Eğitim ile vergi ahlakı ilişkisi, toplumsal normların kazanıldığı sosyalleşme süreciyle yakından ilgilidir. Eğitim faaliyeti sosyalleşme süreçlerinden belki de en önemlisidir. Bu nedenle eğitimli insanlar, toplumsal norm haline gelmiş vergi uyumu davranışına daha çok katılmaktadırlar (Kornhauser, 2007: 154). Benzer şekilde Richardson, eğitim düzeyi ile vergi kaçakçılığının negatif ilişkili olduğunu kaydetmiştir. Bu ifadesini, eğitimli insanların sosyal kurallara ve kanunlara uyma konusunda daha hassas olduğu ile temellendirmiştir (Richardson, 2006: 150-169). Buna karşın, eğitim düzeyi yüksek mükelleflerin, devlet harcamalarındaki savurganlıkları değerlendirebilmesi, vergi mevzuatı boşluklarını ve vergiden kaçınma yollarını bilmesi nedeniyle, eğitim düzeyi ile vergi kaçakçılığı arasında

26

doğrusal bir ilişki olduğunu ifade eden çalışmalar da mevcuttur (Antonides ve Robben, 1995: 617-640).

Eğitim ile vergi ahlakı arasındaki ilişkiyi konu edinen çalışmaların bulgularının farklı olması, konu hakkında kesin bir yargıda bulunmayı güçleştirmektedir. Buna rağmen, eğitimli insanların vergi ahlakı düzeylerinin yüksek olduğu kabul edilmektedir.

2.5.1.4. Cinsiyet

Vergi ahlakı ile ilişkili bir diğer faktör de cinsiyettir. Yakın zamanda yapılan ampirik çalışmalar, bu ilişkinin gücünü ortaya koymuştur. Torgler, cinsiyetin vergi ahlakı düzeyine etkilerini tespit etmenin çok zor olduğunu, yine de genel sonuçları itibariyle kadınların vergi ahlaklarının, erkeklerden daha yüksek olduğunu ifade etmiştir. Bunun nedeni olarak, kadınların geleneksel anlamda bağımlılık düzeyinin erkeklerden daha yüksek olması ve kadınların risk alma eğilimlerinin düşük olması gösterilmiştir (Torgler, 2003a: 13). Kadınların vergi ahlakı düzeyinin erkeklerden daha yüksek olmasının diğer bir sebebi de, kadınların gün geçtikçe daha bağımsız hale gelmeleri ve vergi cezaları tehditlerine karşı daha hassas olmaları da gösterilebilir (Devos, 2007: 212).

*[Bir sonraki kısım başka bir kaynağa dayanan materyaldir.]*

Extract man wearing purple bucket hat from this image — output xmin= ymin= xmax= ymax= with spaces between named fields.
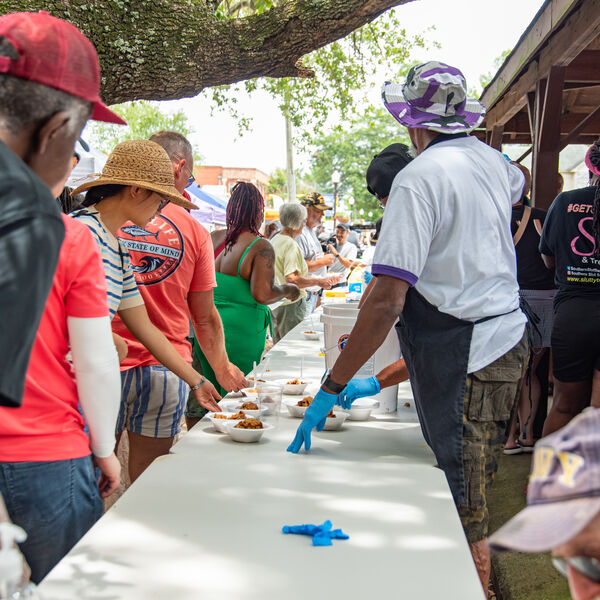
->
xmin=289 ymin=62 xmax=528 ymax=589
xmin=489 ymin=408 xmax=600 ymax=600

Chung ve Triverdi’nin cinsiyet faktörünün gelir raporlama davranışları üzerindeki etkilerini araştırdığı çalışmasında, kadınların erkeklerden anlamlı derecede yüksek gelir beyan ettiğini dolaysıyla vergi uyumlarının daha yüksek olduğunu kaydedilmiştir (Chung ve Triverdi, 2003: 137). Ülkemizde yapılan çalışmalarda da benzer sonuçlara ulaşılmıştır. Eskişehir iline uygulanan anket çalışmasında, kadın mükelleflerin doğru beyanda bulunma eğilimleri, erkek mükelleflerden daha yüksek olduğu kaydedilmiştir (Çelikkaya ve Gürbüz, 2006: 128). İzgi ve Suruç’un Sakarya Üniversitesi öğrencilerine uyguladığı anket çalışmasında ise kadınların erkeklere göre daha yüksek vergi ahlakına sahip olduğu ifade edilmiştir (İzgi ve Saruç, 2011: 71). Can ve Duran’ın İstanbul’da, 1025 mükellef üzerinde uygulamış olduğu anket çalışması sonuçları da aynı yöndedir (Can ve Duran, 2015: 64). Yapılan çalışmalar üzerine, kadınların vergi ahlaklarının erkeklerden daha yüksek olduğu söylenebilir.